Ya se sabe que el derecho de propiedad que no se puede probar clara y fácilmente vale menos que el que sí. Es lógico que así sea: uno descuenta de lo que está dispuesto a pagar por algo lo que le costaría hacer que los demás lo reconozcan como el dueño de ese algo. Por el mismo motivo, el derecho de propiedad que no se puede probar clara y fácilmente no sirve para obtener créditos o sirve solo para obtener créditos en condiciones muy castigadas: los bancos –y cualquier otro prestamista– no consideran que sirve de mucho la “garantía” cuya eventual propiedad (en caso de que su deudor no les pague lo que les debe) les podría ser discutida sin esfuerzo.
Puesto en otras palabras, los derechos de propiedad sobre los que no hay títulos claros constituyen un desperdicio de riqueza, tanto para sus (precarios) titulares como para la economía en la que existen.
En el Perú este desperdicio no es pequeño: según el Censo Nacional Agropecuario (Cenagro) del 2012, ni más ni menos que el 24,64% de las parcelas rurales carece de un registro que identifique a sus propietarios.

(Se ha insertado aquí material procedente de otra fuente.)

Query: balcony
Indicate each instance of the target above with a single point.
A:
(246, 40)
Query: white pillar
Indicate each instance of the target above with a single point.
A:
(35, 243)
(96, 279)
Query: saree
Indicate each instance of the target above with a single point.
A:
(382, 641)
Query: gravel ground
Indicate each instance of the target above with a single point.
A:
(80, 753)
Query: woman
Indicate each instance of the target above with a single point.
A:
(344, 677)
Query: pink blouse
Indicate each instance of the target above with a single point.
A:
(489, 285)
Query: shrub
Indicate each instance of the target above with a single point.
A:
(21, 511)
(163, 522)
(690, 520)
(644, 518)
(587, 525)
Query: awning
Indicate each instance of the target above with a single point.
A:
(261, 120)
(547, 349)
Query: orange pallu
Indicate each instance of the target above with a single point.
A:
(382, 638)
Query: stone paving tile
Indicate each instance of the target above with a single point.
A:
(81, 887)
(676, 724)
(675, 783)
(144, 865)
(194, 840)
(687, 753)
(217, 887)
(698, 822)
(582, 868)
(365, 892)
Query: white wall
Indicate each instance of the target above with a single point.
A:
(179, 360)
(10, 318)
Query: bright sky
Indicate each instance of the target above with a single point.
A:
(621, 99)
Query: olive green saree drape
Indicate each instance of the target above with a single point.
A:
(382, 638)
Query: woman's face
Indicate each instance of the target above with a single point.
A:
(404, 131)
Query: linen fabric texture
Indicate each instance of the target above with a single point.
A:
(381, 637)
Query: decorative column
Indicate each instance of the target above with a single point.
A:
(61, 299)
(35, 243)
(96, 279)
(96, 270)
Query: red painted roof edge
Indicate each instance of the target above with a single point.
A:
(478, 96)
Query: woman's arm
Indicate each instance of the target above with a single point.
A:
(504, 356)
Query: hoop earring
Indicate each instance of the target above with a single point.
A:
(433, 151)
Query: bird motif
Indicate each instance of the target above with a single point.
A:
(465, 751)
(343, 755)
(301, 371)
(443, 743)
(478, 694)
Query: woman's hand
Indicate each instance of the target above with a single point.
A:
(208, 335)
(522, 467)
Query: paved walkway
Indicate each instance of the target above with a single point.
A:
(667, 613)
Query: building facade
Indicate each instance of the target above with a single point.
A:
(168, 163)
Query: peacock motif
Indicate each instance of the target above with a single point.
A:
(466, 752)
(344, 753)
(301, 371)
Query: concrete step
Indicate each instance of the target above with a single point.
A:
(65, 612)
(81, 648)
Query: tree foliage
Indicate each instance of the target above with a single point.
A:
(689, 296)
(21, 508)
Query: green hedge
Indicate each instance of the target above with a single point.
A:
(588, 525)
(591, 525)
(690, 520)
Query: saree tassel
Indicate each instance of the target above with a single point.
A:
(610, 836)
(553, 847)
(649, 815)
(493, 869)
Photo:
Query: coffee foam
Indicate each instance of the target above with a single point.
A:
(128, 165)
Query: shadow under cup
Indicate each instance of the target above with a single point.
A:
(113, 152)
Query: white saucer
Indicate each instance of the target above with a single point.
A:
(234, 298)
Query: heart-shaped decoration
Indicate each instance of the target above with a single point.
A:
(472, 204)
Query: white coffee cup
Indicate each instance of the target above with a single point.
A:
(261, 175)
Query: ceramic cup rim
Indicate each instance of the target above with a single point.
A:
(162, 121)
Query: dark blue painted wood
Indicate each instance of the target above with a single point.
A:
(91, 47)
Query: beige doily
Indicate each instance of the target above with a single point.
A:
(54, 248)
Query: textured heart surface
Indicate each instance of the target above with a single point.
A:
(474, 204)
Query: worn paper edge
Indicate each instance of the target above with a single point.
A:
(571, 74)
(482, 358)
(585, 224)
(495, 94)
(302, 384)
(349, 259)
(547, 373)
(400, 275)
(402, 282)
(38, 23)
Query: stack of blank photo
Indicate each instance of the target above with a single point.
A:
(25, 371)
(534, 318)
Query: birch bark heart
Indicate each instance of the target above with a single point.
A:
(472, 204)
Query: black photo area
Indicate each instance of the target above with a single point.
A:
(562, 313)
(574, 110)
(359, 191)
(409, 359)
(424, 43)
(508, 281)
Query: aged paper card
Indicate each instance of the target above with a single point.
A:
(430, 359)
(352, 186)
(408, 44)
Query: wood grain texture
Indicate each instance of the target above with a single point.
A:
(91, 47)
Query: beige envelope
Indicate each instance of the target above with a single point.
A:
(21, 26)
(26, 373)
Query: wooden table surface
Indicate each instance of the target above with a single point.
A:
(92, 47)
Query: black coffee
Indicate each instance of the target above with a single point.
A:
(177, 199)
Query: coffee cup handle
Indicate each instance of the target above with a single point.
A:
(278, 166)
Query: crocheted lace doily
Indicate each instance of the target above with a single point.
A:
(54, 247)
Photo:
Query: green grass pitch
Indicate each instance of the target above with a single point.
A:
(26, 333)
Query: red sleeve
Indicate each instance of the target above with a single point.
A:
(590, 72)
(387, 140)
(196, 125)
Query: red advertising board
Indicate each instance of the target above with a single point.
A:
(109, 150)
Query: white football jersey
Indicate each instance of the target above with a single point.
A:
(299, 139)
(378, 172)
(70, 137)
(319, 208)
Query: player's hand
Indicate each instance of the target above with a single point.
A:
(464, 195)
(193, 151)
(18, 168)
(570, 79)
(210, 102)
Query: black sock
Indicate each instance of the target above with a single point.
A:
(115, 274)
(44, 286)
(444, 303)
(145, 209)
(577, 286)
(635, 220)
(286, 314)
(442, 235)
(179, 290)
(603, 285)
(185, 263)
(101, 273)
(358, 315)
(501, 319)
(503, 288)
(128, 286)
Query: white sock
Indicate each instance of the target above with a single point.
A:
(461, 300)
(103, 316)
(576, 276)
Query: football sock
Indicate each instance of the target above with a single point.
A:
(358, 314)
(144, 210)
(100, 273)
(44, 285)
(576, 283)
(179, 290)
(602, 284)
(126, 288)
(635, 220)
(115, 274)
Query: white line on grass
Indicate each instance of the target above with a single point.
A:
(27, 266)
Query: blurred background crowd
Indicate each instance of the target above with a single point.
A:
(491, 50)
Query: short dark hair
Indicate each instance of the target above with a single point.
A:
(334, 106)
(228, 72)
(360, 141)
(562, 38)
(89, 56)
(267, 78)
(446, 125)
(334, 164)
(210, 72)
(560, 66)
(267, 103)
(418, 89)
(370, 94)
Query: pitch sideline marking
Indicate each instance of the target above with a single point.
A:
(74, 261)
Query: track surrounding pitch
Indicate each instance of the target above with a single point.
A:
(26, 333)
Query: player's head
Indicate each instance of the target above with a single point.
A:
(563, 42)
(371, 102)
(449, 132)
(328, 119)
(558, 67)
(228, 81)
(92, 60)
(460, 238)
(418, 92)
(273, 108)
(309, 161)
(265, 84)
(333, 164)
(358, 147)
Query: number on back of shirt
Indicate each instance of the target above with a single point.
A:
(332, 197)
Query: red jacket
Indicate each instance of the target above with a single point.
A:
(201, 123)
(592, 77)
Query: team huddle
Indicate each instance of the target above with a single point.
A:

Es, pues, muy positivo que este gobierno se haya propuesto hacer algo por titular la propiedad rural en el país, para lo que el Ministerio de Agricultura (Minagri) obtuvo hace un tiempo un préstamo de US$50 millones de una organización internacional. Y es también de saludar que el defensor del Pueblo acabe de recordar la prioridad de esta misión al gobierno, haciendo énfasis en el caso de la propiedad colectiva de las comunidades campesinas y nativas, que son las titulares de buena parte de los predios rurales con problemas de titulación que existen en el país.
El problema, en medio de la buena noticia, es que ni el Minagri ni la defensoría han hablado de reconocer la propiedad individual que, de facto, existe en el seno de las comunidades, asumiendo, aparentemente, que sus miembros prefieren seguir con el esquema de propiedad colectiva que hasta hoy les manda la ley.
¿Por qué mantendrían el Minagri y la defensoría una asunción así? No se nos ocurre otro motivo que la inercia. Después de todo, la concepción de los comuneros peruanos como personas colectivistas por naturaleza fue empujada con mucha fuerza por ideologías que tuvieron un gran apogeo en el país –el gobierno del general Velasco, de hecho, hizo de ella una especie de emblema– y ha de resultar difícil cuestionar una visión que nos fue inculcada a generaciones de peruanos desde nuestra educación escolar.
Para quien no parece haber sido tan difícil hacer este cuestionamiento, sin embargo, es para los propios comuneros, quienes desde hace tiempo vienen creando propiedades individuales de facto en el medio de sus comunidades y heredándoselas de padres a hijos, con el reconocimiento del grupo. De hecho, el propio Cenagro del 2012, elaborado por el INEI, recoge 1’555.134,31 hectáreas como pertenecientes a miembros de comunidades campesinas. ¿Cuántas de las parcelas de ese 24,64% que queda sin titular pertenecerán también a miembros individuales de estas comunidades?
La respuesta a la pregunta anterior parecería ser “muchísimas”. Al menos a juzgar por las escrituras ante jueces de paz o ante notarios locales, los documentos de compraventa, los testamentos y toda la rica lista de recursos con que los comuneros intentan “legalizar” su propiedad individual. Intento este que, sin embargo, está condenado al fracaso –de ahí las comillas–, puesto que el Estado solo está dispuesto a reconocerlos como propietarios colectivos, al margen de lo que ellos piensen al respecto. Y a nadie parece resultarle esto discriminatorio y menos que a nadie a los supuestos “protectores” de las comunidades. Los demás peruanos no estamos obligados a ninguna asociación, pero los comuneros sí, porque “nacen” dentro de una y seguir en ella es, por lo visto, lo que les corresponde. Lo contrario –permitir que los “antropos” les resulten contestones a los antropólogos– no parece ser una opción.
Desde luego, dicen los “defensores” del sistema comunal que el “neoliberalismo” quiere destruir las comunidades, que son mucho más que propiedades: modos de vida, sistemas culturales, tradiciones. Pero no se llega a entender cómo una reforma que trate de reconocer exclusivamente a quienes ya han optado –o deseen optar en el futuro– por una determinada forma de propiedad (con el consentimiento implícito de sus comunidades) puede suponer “destruir” su modo de vida. Los modos de vida no se pueden “proteger” de buena fe contra la voluntad de quien los vive.